Data source: U.S. Census Bureau Retail Trade and Food Services Report. Table by author.

Of the nearly $5.5 trillion in U.S. retail sales last year, more than half went to auto dealers, gas stations, home-improvement stores, supermarkets, and drugstores. It would be nearly impossible for Amazon to get a major foothold in auto sales, gasoline, or home improvement. The grocery and pharmacy markets have more potential. Sure enough, Amazon is putting increased emphasis on grocery delivery this year, testing a new brick-and-mortar grocery concept and rolling out Amazon Pharmacy, which offers free two-day prescription delivery for Prime members.

Yet many investors seem to think about Amazon's experiments in the grocery and pharmacy markets as providing "nice-to-have" optionality for future growth. Given that brick-and-mortar retailers outside of the five categories listed above generated just $1.8 trillion of sales in 2019 -- a figure that's set to fall in 2020 -- those tests seem like "must-win" situations for Amazon if it's to maintain a high growth rate.

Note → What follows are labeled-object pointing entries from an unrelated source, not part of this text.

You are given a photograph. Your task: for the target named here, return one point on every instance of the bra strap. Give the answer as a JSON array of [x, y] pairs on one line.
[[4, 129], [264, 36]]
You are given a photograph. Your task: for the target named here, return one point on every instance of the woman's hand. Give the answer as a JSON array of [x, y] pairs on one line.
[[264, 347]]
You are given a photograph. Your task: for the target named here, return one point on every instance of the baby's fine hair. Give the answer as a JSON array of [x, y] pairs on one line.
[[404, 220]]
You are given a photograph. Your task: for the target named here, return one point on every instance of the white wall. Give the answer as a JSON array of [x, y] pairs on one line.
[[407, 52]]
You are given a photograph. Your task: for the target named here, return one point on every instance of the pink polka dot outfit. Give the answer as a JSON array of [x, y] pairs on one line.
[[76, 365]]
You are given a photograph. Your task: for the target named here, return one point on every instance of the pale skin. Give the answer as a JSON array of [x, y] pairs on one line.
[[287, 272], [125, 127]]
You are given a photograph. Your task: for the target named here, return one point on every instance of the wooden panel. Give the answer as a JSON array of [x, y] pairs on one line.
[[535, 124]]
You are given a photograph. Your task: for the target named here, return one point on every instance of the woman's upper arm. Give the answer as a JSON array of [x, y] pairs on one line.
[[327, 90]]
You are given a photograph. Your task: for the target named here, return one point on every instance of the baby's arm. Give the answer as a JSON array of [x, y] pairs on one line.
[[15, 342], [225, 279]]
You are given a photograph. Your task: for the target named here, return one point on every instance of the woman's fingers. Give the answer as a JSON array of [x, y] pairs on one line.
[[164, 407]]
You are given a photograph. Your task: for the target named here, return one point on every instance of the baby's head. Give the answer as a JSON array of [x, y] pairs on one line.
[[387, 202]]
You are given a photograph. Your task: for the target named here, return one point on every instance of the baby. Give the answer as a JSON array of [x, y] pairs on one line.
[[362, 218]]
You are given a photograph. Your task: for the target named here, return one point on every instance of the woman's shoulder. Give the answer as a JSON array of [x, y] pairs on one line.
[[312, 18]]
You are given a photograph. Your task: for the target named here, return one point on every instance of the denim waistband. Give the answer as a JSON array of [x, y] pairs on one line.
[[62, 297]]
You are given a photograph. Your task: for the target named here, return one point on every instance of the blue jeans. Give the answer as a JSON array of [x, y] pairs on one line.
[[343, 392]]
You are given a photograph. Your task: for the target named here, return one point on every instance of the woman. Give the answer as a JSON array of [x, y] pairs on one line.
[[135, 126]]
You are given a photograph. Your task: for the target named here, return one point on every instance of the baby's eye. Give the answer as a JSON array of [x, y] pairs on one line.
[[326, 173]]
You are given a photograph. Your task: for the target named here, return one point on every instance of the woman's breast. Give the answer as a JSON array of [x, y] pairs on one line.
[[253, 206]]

The exterior of a Whole Foods Market grocery store

Image source: Whole Foods Market.

Clash of the titans

To look at Amazon's big challenge another way, the company has already decimated most of the country's weakest retailers, gaining tons of market share along the way. Additional share gains will be harder to come by, as so much share will be concentrated in a handful of retail giants.

For example, Walmart generated $400 billion of sales in the U.S. last year. Through the first three quarters of its 2021 fiscal year, it's added more than $25 billion to its top line domestically. Meanwhile, Costco generated $122 billion of revenue in the U.S. in its recently ended fiscal 2020, while Target is on track to surpass $90 billion of revenue this year.

Indeed, combined gross merchandise volume for the top 10 U.S. retailers (including Amazon) will probably exceed $1.5 trillion this year. By contrast, department stores, including discounters, generated just $135 billion of sales in 2019 -- and that figure is on pace to fall by double digits in 2020. Simply put, there isn't that much market share left to gain from declining retailers.

Adding it all up

To be clear, Amazon hasn't completely exhausted its growth opportunities. U.S. retail sales will continue rising, Amazon could gain additional market share in its most successful categories and may succeed in becoming a bigger force in the grocery and pharmacy markets.

Nevertheless, I expect Amazon's sales growth to moderate to closer to 10% than 20% within a few years as it runs out of "easy" market-share opportunities. Growth could fall into single-digit territory within less than a decade. (Notably, AWS is unlikely to offer a way out of this growth slowdown. AWS is also saturating its market, causing its growth rate to moderate to 30% this year from 70% just five years ago.)

Amazon is a great company. But its $1.6 trillion market cap is built on an expectation that it will continue to grow rapidly for many more years. If growth slows markedly over the next few years -- as I expect -- Amazon stock is likely to underperform the market.